Die Ligation des 5' und
3' Endes der Padlock
DNA bildet eine "geknotete" Struktur, wobei
die Padlock DNA um die Vektor DNA einmal pro ungefähr alle
zehn Nukleotide gewickelt wird. Der resultierende Heteroduplex ist
deshalb unbestimmt stabilisiert, bildet einen permanenten erzwungenen
offenen Komplex und sollte durch transkriptionelle Repressoren oder einen
Mangel an transkriptionellen Enhancern nicht beeinflusst werden.
-
Erfindungsgemäß ist diese
Technik nicht auf die Verwendung der zuvor identifizierten Promotorsequenzen
begrenzt. Ein permanenter erzwungener offener Komplex kann mit irgendeiner
DNA Sequenz gebildet werden, und er wirkt, um die Transkription
der nachfolgenden Sequenz zu fördern.
-
Experiment#1:
Drei Oligonukleotide (38-mere), die komplementär zu den Regionen des HCMV
Promotors sind, wurden synthetisiert (12). Das
HCMV-β-gal
Plasmid (oben beschrieben) wurde mit einem der Oligonukleotide komplexiert
und anschließend
in RD Zellen transfiziert. Wenn sie mit der β-gal Expression, die durch den
nicht modifizierten HCMV Promotor gesteuert wird, verglichen wurden,
verstärkten
alle drei Oligonukleotide signifikant die Expression nach Transfektion
unter subsättigenden
Bedingungen. Der größte Expressionsanstieg
wurde mit dem Oligonukleotid beobachtet, das komplementär sowohl
zu der CAT als auch der TATA Box war (13). Jedoch
zeigt das Ergebnis von SC003, das weder an die CAT noch an die TATA Box
bindet, dass die Anwesenheit eines offenen Komplexes in der Nähe der transkriptionellen
Startstelle zu signifikant gesteigerter Expression führt.
-
Experiment#2:
Um die strukturellen Bedürfnisse
für die
Promotoraktivität
bei einem erzwungenen offenen Komplex weiter zu definieren, wurden
neue Oligonukleotide hergestellt. SC1001 ist ein 38-mer, das mit den
CAT und TATA Boxen des HCMV-β-gal
Plasmids überlappt.
SC1002 ist ein 45-mer, das SC1001 enthält, aber sich in Richtung der
+1 Stelle erstreckt. SC1003 ist ein zufälliges 45-mer mit derselben
Nukleotidzusammensetzung wie SC1002, aber ohne Komplementarität in irgendeiner
Region des Plasmids. 14 zeigt, dass nach
Inkubation mit dem Vektor (Oligonukleotide in 1000-fach molarem Überschuss)
beide der komplementären
Oligonukleotide als starke Promotoren mit sehr niedrigen Km Werten wirken. Es wurde kein signifikanter Unterschied
in dem Vmax beobachtet. Der erzwungene offene
Komplex weist einen Km Wert von mindestens mehreren
hundertfach weniger als der native HCMV Promotor auf, was nahe legt,
dass dieses Konstrukt bei nur einigen wenigen oder sogar einer einzelnen
Kopie pro Zelle aktiv sein wird.
-
Experiment#3:
Das HCMV-β-gal
Plasmid (Konstrukt 017) und das peaShooter Plasmid (Invitrogen) wurden
auf 95°C
erhitzt, um eine gemischte Lösung
von linearer, geöffneter
(nicked) und supercoiled Plasmid DNA herzustellen. Die Plasmid DNA
wurde mit linearer Padlock DNA (32P-markiert)
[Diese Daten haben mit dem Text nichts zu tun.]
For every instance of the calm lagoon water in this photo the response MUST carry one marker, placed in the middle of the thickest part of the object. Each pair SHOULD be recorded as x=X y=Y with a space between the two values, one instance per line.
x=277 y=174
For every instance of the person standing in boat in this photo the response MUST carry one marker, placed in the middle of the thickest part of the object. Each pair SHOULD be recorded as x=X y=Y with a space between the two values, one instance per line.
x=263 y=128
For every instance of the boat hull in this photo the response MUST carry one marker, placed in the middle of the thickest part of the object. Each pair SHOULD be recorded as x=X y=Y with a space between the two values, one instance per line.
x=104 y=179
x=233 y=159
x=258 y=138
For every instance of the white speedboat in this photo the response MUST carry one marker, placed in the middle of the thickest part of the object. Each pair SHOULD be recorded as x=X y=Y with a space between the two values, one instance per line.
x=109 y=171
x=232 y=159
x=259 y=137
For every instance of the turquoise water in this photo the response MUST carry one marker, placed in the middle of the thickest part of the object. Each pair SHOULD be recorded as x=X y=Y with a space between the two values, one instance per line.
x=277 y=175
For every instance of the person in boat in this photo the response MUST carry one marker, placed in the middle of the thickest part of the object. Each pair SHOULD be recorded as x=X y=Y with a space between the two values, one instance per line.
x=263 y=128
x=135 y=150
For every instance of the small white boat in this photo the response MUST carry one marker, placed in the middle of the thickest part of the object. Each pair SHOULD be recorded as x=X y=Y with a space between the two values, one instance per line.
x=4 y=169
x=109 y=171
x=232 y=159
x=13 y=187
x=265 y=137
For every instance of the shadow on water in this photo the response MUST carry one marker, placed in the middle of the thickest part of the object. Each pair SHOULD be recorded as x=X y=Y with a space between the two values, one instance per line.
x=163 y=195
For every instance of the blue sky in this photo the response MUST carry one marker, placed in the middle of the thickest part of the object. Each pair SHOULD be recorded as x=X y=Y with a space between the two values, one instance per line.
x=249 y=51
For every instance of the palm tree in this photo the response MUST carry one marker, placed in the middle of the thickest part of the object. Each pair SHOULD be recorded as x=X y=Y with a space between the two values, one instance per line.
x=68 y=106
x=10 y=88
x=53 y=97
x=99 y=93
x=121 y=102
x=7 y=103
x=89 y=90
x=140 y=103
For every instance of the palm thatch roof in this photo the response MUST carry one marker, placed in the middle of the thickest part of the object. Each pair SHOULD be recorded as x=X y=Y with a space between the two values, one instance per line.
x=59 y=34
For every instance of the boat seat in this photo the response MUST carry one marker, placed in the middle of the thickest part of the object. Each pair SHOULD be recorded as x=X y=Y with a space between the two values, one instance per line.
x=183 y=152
inkubiert, wobei die 5' und 3' Enden zu einer kontinuierlichen
38 Nukleotidsequenz komplementär
sind, welche die CAT und TATA Box des HCMV Promotors abdeckt. Nach
dem Annealen wurde die Padlock DNA unter Verwendung einer thermostabilen
Ligase (Epicenter Inc., Wisconsin, USA) ligiert und auf einem Agarose
Gel aufgetrennt. 15 ist eine Fotografie des Agarose
Gels, das mit Ethidiumbromid gefärbt
wurde, was die Anwesenheit von allen drei Formen der DNA (supercoiled,
nicked und linear) zeigt. Ebenfalls eingeschlossen ist eine Autoradiogramm
desselben Gels, was zeigt, dass nur die supercoiled DNA in der Lage
ist, ein Padlock zu bilden. Zusätzlich
band das Padlock nicht an das Kontroll Plasmid.
-
Andere Ausführungsformen
-
Aus
der vorherigen Beschreibung ist offensichtlich, dass Variationen
und Modifikationen an der hier beschriebenen Erfindung durchgeführt werden
können,
um sie an die verschiedenen Verwendungen und Bedingungen anzupassen.
Solche Ausführungsformen
liegen innerhalb des Schutzumfangs der folgenden Patentansprüche.